MPE recomenda suspensão de licenças a PCHs no Pantanal

por ANDRÉIA MEDEIROS
sexta-feira, 23 de fevereiro de 2018, 16h14
Segundo os promotores “o Pantanal provavelmente não tem capacidade para suportar tantas PCHs, sendo que o incremento de energia para o país seria de pouco mais de 2%, o que é muito pouco quando se pode colocar em risco a vida deste importante bioma”.
Conforme consta na proposta técnica a análise dos empreendimentos em operação, de forma amostral, avaliará os impactos já produzidos para, com o estabelecimento de padrões paramétricos, buscar o entendimento do que os novos empreendimentos resultarão em impactos ambientais e hidrológicos, numa análise dos impactos conjuntos e sinérgicos e em nível de bacia hidrográfica, como determina a Lei 9.433/97 e a Resolução CONAMA 01/86. Os estudos estão em andamento desde outubro do ano passado.
Em janeiro deste ano, a secretaria de biodiversidade do Ministério do Meio Ambiente expediu a Recomendação n. 10 aos órgãos estaduais ambientais e federais para que não licenciem, não emitam outorgas e nem autorizem obras para instalação de hidrelétricas na Região Hidrográfica do Paraguai, em especial: nas sub-bacias dos rios Sepotuba, Formoso, Cabaçal, Alto Paraguai, Jauquara, Cuiabá, Cuiabazinho, Mutum, Aricá Açú e Aricá Mirim.
A medida busca garantir a manutenção da hidrodinâmica natural desses rios formadores do sistema BAP/Pantanal em Mato Grosso, além da proteção da biodiversidade e da produção pesqueira, fundamentais para a manutenção da qualidade de vida e segurança alimentar das comunidades e povos tradicionais, bem como da sustentabilidade da pesca profissional-artesanal e do turismo de pesca, principais atividades econômicas geradoras de emprego e renda da região.
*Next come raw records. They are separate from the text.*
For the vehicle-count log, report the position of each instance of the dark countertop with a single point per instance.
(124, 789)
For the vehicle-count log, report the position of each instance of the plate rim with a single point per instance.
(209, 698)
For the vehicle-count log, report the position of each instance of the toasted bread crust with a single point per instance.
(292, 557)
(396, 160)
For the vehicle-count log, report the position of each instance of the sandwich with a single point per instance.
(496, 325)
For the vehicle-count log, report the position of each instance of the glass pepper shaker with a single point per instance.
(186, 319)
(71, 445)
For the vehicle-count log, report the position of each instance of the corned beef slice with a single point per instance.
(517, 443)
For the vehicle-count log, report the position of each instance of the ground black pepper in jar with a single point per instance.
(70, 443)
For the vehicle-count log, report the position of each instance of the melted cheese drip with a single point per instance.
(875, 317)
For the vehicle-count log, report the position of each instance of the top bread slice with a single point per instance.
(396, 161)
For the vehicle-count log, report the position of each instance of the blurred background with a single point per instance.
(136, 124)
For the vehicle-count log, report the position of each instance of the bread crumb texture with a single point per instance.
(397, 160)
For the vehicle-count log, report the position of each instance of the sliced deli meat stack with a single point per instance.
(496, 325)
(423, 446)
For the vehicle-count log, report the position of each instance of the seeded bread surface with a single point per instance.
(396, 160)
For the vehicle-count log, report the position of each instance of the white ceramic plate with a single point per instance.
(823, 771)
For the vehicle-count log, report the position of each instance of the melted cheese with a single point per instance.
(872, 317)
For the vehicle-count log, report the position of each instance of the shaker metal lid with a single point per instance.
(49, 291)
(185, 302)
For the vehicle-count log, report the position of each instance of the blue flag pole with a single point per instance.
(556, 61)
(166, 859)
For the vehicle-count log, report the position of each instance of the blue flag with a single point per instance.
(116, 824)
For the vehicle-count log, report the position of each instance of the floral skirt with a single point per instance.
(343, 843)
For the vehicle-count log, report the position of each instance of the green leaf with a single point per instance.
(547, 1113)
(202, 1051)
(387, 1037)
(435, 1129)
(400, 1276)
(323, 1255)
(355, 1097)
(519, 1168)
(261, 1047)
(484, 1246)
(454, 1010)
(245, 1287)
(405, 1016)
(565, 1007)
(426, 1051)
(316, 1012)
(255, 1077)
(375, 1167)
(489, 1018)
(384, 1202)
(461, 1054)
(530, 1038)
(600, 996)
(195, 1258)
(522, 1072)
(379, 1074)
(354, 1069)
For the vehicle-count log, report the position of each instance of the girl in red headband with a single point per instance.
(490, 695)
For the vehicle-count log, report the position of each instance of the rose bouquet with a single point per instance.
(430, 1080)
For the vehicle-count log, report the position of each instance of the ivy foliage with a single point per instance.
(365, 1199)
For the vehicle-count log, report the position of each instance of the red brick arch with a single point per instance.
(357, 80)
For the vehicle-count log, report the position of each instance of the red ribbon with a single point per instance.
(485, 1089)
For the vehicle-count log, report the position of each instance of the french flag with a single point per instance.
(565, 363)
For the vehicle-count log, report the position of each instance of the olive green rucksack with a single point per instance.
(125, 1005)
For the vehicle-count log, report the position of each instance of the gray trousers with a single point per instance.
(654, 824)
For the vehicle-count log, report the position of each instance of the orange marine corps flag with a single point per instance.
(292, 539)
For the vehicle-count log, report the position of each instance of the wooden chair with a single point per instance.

Também recomendou que fosse excluído o trecho do rio Paraguai denominado Tramo Norte, entre Cáceres e Corumbá, da possibilidade de navegação industrial ou de grande porte na Hidrovia Paraguai-Paraná, uma vez que reconheceu se tratar de trechos de extrema fragilidade do Sistema Paraguai-Paraná de Áreas Úmidas quanto aos aspectos hidrodinâmicos, sedimentológicos, biogeoquímicos e ecológicos do Rio Paraguai.
A notificação foi expedida dia 22 de fevereiro.